The First Brigade of the Libya Shield Force, one of the most prominent militia brigades in a quasi-official status with the Ministry of Defense, was involved on Saturday in a shooting that left at least 31 people dead when protests calling for the brigade’s dismantlement turned violent. It should be pointed out that despite having been nominally under direct control of the Ministry of Armed Forces Chief of Staff General Yousef Mangoush, this brigade and others with the Libya Shield name have never been officially transformed into military units. This sad incident is yet another reminder of the dangers inherent in the claim by a number of brigades and former revolutionary fighters that public security needs are best served by self-appointed protectors of the revolution, rather than official government institutions.
As the Christian Science Monitor wrote of Libya Shield Force Commander Wisam Ben Hamid back in October 2012:
‘For Ben Hamid, the LSF retains a grassroots legitimacy that national institutions currently lack. While Libya’s national police and army predate last year’s revolution, and served Qaddafi, LSF brigades have sprung from the fight to change the country. “The army and police don’t have a relationship with the people,” Ben Hamid says. “We’re of the people.” ‘
This type of mentality arguably led to the April 2013 militia blockades of the Ministries of Foreign Affairs, Justice and other central government entities that prompted the General National Congress to pass a broad political isolation law barring certain levels of former Qadhafi regime officials from future public service. The ministry blockade and their aftermath demonstrated that armed brigades, when sufficiently motivated, have the power to affect the highest levels of government outside legitimate democratic processes, while the elected government does not have sufficient trained forces to counter these armed groups.

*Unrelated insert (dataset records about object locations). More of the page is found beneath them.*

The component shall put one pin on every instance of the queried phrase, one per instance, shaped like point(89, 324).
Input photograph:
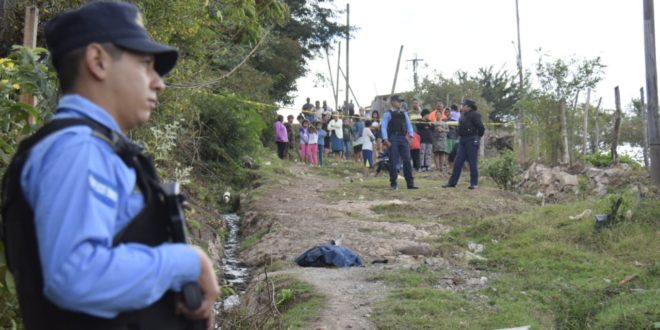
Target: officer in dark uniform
point(397, 134)
point(470, 131)
point(82, 205)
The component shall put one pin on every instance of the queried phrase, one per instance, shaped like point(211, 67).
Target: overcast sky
point(469, 34)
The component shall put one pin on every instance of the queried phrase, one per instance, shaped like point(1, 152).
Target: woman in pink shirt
point(281, 137)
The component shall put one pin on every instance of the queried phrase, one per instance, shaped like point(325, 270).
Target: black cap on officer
point(396, 98)
point(470, 103)
point(117, 22)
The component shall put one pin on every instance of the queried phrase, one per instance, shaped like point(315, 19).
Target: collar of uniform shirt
point(74, 105)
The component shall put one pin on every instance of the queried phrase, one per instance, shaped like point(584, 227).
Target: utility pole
point(338, 66)
point(415, 61)
point(332, 81)
point(597, 127)
point(645, 146)
point(348, 35)
point(521, 92)
point(30, 41)
point(350, 89)
point(617, 126)
point(585, 123)
point(652, 90)
point(396, 72)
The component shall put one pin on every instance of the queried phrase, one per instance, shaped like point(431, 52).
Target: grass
point(553, 272)
point(297, 301)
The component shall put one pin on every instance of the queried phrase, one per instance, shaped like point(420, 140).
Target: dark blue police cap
point(117, 22)
point(396, 98)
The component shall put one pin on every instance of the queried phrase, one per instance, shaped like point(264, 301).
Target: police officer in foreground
point(397, 134)
point(82, 209)
point(470, 131)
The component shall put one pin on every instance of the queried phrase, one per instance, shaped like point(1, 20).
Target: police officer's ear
point(97, 61)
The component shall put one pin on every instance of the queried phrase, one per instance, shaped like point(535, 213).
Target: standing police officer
point(470, 131)
point(397, 134)
point(82, 209)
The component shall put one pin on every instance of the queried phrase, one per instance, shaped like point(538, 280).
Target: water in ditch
point(235, 271)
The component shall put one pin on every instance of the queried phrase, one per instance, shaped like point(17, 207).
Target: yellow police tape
point(339, 114)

Perhaps the largest question in Libya right now is whether brigades bent on maintaining their own power by resisting dismantlement or official integration into the military or police would overthrow the government at some future point before the as many as 10 years needed to build a viable armed forces. In one possible answer to that billion dinar question, founder of Libya’s Sadeq Institute think tank Anas El Gomati told Al Jazeera’s Inside Story that Libya’s militias are too disorganized to truly create parallel institutions that would overthrow the existing state. In his assessment, “they may wear uniforms but effectively there is no sincere command or control … they are ill-disciplined, in terms of money there are many disputes … and for that reason security is weak at best.” Brigades have so far largely used the threat of force rather than outright attacks, but that could change if Libya’s militia groups representing a wide variety of interests from Islamists to federalists to specific towns or tribes ever decided to cooperate once more in a common purpose to replace a government they deemed illegitimate.